Acabo de hablar con Aliera. Ha descubierto los nombres del lyorn y el athyra implicados en el análisis de lady Norathar. Además, tal vez desees informar a tu amiga Cawti de que el Consejo del Dragón ha autorizado un análisis oficial mañana, a las seis después de mediodía.
De acuerdo, se lo diré. ¿Cuáles son los nombres?
El lyorn era la condesa Neorenti, y el athyra la baronesa Tierella.
La baronesa Tierella, ¿eh? Morrolan, ¿podría ser baronesa Tierella el nombre auténtico de la Hechicera Verde?
¿Qué? No seas absurdo, Vlad. Ella…
¿Estás seguro?
Por completo. ¿Por qué?
Da igual. Acabo de perder una teoría que me gustaba. Bien, gracias.
De nada.
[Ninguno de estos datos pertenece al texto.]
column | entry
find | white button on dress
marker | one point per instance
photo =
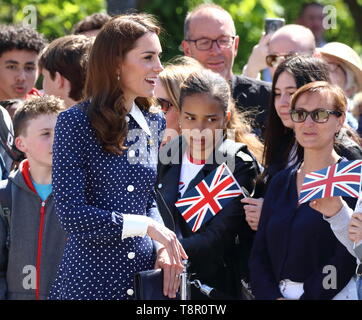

Buenas noches, y lamento que no hayas podido quedarte más rato en mi fiesta.
Otro día será, Morrolan.
Comuniqué a Cawti las noticias sobre Norathar, lo cual enfrió el ambiente, pero ¿qué iba a hacer? Fui a la cocina para buscar más vino, y me puse en contacto con Fentor.
¿Si mi señor?
Casa del Lyorn, condesa Neorenti. Casa del Athyra, baronesa Tierella. ¿Están vivas? En ese caso, averigua dónde viven. Si no, averigua cómo murieron. Ponte a trabajar ahora mismo.
Si, mi señor.
Cawti suspiró.
—Ya he terminado —me apresuré a decir—. Es que…
—No, no es eso. Ojalá pudiera ayudarte de alguna manera con el problema de Laris, pero toda la información que poseo procedía de él, y no podía decírtelo, aunque fuera útil.
—Lo comprendo. Has de ser fiel a ti misma.
Asintió.
—Las cosas eran muy sencillas, hace sólo una semana. Era feliz…, supongo. Todo estaba controlado. Mis motivos para querer matar dragaeranos son los mismos que los tuyos, Y Norathar, bueno, ella odiaba todo. Excepto a mí, supongo. —Rodeé su espalda con el brazo—. Ahora, bien, me alegro de que tenga lo que desea, aunque hubiera conseguido convencerse de que ya no lo deseaba, pero yo…
Se encogió de hombros.
—Lo sé.
¿Queréis saber algo demencial? Deseaba con todas mis fuerzas decir algo como «Espero poder ocupar su lugar», o tal vez, «Estaré a tu lado», o incluso «Te quiero». Pero no pude. ¿Por qué? Porque, según todos los datos, iba a morir dentro de poco. Laris todavía me perseguía, todavía contaba con más recursos que yo y, lo más importante, sabía dónde encontrarme, y yo no sabía dónde encontrarle. Por lo tanto, dadas las circunstancias, ¿cómo podía hacer algo que la atara a mí? Era una locura. Meneé la cabeza y mantuve la boca cerrada.
Alcé la vista y observé que estaba mirando por encima de mi hombro. Asintió apenas.
¡Loiosh!
¿Si, jefe?
¿Qué le estás diciendo, maldita sea?
Lo que tú deberías decirle, si no fueras un idiota con cerebro de dzur.
Le eché mano, pero voló hasta el antepecho de la ventana. Me levanté, gruñí y noté una mano sobre mi brazo.
—Vámonos a la cama, Vladimir —dijo con calma Cawti.
Bien, entre retorcer el pescuezo a un jhereg sabelotodo y hacer el amor a la mujer más maravillosa del mundo… Bien, no era difícil elegir.